The digital currency bitcoin is now more valuable than gold — and investing in it may soon become a lot simpler.
The value of one bitcoin rose to $1,290 Friday as the value of an ounce of gold sank to $1,228, marking the first time that the e-currency became more valuable than the precious metal.
The cryptocurrency’s surge comes as the U.S. Securities and Exchange Commission (SEC) is considering approving the first bitcoin-based exchange-traded fund (ETF), a type of publicly traded investment fund. Three bitcoin groups — including one run by Cameron and Tyler Winklevoss, the Harvard-educated Olympic rowers best known for accusing Facebook founder Mark Zuckerberg of stealing their idea — have asked for regulatory approval.
The Winklevoss twins met with the SEC on Feb. 14 to discuss the possibility of allowing their Winklevoss Bitcoin Trust to trade on the Bats BZX Exchange, an alternative to the New York Stock Exchange and the Nasdaq.
Bitcoin Investment Trust and SolidX Bitcoin Trust have also petitioned for an ETF and the ability to trade.
If any of the three bitcoin trusts are granted SEC regulatory status, it would open bitcoin up to an abundance of new investors. Currently, anyone who wants to trade bitcoin must open a bitcoin account and trade on specific online bitcoin exchanges. With a publically traded ETF, investors could buy shares more easily through their brokers.
A decision on the Winklevosses’ proposed ETF is expected by Saturday.
Money that doesn’t clutter your wallet
Bitcoin was created in 2009 by a mystery programmer who goes by the alias Satoshi Nakamoto. Instead of offering physical coins or bills, the currency system is all electronic, with a set 21 million bitcoins available.
Bitcoin’s value has surged since its creation. Initially worth mere pennies, the digital currency reached its first peak in late November 2013, hitting $1,000 per bitcoin. Between 2014 and 2016, the currency hovered between about $200 and $800 — before staggering upward to $1000-plus values in 2017.
While bitcoin users have nothing tangible to show, the currency works similarly to U.S. dollars or euros. As of 2015, more than 100,000 merchants around the world accept bitcoin as a form of payment, including Microsoft, Dell and Expedia.
But the difference is, unlike government-issued currency, bitcoin isn’t tied to a specific country, company, or bank. Bitcoin advocates have lauded the decentralization — meaning no one agency has control over it — claiming that the digital money is a great alternative for anyone weary of a central banking system.

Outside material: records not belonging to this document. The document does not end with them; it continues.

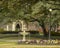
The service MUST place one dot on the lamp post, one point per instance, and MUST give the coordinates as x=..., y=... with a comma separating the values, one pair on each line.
x=50, y=10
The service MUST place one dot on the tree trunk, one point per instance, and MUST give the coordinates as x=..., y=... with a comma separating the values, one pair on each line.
x=44, y=29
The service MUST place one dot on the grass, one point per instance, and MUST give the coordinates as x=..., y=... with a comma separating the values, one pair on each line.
x=14, y=45
x=7, y=44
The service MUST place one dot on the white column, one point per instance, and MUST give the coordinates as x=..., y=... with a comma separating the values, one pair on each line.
x=7, y=28
x=13, y=26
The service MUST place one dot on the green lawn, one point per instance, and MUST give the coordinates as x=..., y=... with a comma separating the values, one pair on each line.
x=13, y=45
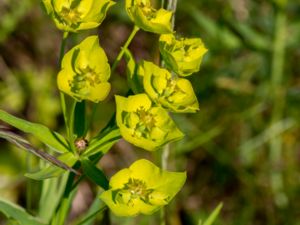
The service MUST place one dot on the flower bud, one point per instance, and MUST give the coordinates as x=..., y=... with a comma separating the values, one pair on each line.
x=73, y=15
x=85, y=72
x=173, y=93
x=147, y=18
x=144, y=125
x=184, y=55
x=142, y=188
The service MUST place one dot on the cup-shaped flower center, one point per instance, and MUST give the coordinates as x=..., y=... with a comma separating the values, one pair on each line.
x=137, y=188
x=147, y=9
x=70, y=16
x=84, y=79
x=146, y=118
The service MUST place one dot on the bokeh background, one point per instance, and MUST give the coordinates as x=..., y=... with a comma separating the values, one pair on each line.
x=242, y=148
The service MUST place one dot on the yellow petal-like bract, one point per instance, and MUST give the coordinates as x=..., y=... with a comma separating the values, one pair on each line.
x=173, y=93
x=142, y=188
x=74, y=15
x=144, y=125
x=142, y=13
x=184, y=55
x=85, y=72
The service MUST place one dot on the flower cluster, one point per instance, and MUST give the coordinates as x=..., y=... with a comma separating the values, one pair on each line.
x=74, y=15
x=141, y=188
x=148, y=18
x=149, y=125
x=144, y=124
x=85, y=72
x=143, y=118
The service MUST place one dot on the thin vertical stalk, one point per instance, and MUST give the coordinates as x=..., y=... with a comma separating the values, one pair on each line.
x=172, y=6
x=278, y=100
x=121, y=53
x=71, y=125
x=62, y=96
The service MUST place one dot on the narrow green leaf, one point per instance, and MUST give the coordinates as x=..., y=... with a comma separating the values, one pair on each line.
x=89, y=218
x=80, y=119
x=41, y=132
x=94, y=173
x=24, y=144
x=134, y=80
x=11, y=210
x=103, y=143
x=212, y=217
x=53, y=171
x=52, y=191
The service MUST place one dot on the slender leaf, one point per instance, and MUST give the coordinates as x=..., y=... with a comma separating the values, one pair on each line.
x=103, y=143
x=52, y=191
x=80, y=119
x=212, y=217
x=41, y=132
x=94, y=173
x=52, y=171
x=11, y=210
x=24, y=144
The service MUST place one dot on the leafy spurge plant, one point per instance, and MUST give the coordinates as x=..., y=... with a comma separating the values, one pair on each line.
x=142, y=118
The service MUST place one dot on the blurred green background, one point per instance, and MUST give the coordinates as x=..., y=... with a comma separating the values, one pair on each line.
x=242, y=148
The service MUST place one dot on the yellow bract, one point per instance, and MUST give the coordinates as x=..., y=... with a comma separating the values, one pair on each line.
x=85, y=72
x=74, y=15
x=173, y=93
x=144, y=125
x=141, y=188
x=147, y=18
x=184, y=55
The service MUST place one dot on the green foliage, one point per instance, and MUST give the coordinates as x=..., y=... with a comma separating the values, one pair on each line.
x=17, y=213
x=44, y=134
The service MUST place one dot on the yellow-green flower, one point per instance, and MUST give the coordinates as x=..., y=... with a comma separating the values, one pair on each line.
x=74, y=15
x=141, y=188
x=147, y=18
x=173, y=93
x=183, y=55
x=85, y=72
x=144, y=125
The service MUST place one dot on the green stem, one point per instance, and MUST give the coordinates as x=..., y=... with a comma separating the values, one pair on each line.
x=172, y=6
x=64, y=206
x=121, y=53
x=71, y=125
x=87, y=219
x=62, y=96
x=278, y=100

In the same vein, supporters insist the money is also “inflation proof”: with a set number of bitcoins in the market, their value won’t decrease due to an increasing supply.
Bitcoin’s steady climb to beat the gold standard began after President Donald Trump’s election — and some think his presidency will make its value surge even higher.

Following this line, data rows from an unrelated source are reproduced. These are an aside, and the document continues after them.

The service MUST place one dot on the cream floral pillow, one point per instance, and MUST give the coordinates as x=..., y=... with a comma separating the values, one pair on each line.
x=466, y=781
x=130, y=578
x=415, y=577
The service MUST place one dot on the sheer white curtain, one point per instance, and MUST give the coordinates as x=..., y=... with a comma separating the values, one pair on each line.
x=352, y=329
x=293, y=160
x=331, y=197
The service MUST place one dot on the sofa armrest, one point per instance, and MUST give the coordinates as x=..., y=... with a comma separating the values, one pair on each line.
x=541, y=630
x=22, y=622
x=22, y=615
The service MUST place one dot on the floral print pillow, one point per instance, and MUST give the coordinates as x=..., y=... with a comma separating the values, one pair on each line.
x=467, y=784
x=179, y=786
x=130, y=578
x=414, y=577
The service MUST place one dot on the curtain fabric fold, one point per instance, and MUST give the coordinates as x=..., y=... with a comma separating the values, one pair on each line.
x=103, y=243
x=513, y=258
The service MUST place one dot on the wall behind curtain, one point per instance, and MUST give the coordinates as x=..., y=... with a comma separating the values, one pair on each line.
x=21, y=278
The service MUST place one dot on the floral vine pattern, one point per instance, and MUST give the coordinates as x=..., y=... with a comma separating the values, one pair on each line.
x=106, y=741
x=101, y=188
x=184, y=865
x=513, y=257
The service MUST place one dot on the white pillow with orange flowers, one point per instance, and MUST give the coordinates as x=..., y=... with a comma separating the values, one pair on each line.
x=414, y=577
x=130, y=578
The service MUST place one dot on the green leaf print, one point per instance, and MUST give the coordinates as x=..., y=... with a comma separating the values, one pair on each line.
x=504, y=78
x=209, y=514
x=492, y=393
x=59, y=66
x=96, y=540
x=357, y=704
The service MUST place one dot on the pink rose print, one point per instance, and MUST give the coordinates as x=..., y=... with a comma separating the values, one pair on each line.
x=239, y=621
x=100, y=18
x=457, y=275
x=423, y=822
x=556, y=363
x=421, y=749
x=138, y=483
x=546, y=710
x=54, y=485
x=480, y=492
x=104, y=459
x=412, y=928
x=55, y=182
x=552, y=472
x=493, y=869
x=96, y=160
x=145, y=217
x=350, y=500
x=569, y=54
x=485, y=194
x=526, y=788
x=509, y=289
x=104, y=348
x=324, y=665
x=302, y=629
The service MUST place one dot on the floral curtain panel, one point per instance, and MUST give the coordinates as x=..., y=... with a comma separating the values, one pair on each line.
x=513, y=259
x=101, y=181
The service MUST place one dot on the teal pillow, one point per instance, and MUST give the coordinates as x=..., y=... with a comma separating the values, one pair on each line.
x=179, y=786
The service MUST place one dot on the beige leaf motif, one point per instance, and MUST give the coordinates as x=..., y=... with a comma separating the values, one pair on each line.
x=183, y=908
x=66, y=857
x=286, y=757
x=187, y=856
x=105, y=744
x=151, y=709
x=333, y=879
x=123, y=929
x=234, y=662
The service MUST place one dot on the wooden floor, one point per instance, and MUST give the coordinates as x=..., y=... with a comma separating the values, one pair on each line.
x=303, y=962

Analysts speculated that Trump’s economic stimulus plans could boot bitcoin’s value up to a whopping $2,100. Experts at Denmark’s Saxo Bank claim that Trump’s plans to increase spending — which would grow the U.S. economy but cause inflation — may prompt people across the world to seek alternative currencies.
“Bitcoin … benefits from this chaos,” the bank wrote in a December report. “Emerging market powers eager to move away from being tied to the monetary policy of the US and the banking system.”
If the SEC approves any of the ETF applications, bitcoin could see another boost: Values are expected to surge if it becomes open to more investors, with about $300 million pouring into the ETF in the first week.
“I’d be very surprised if it did anything but double from whatever levels it is at beforehand,” Spencer Bogart, head of research at venture-capital investor Blockchain Capital, told Bloomberg.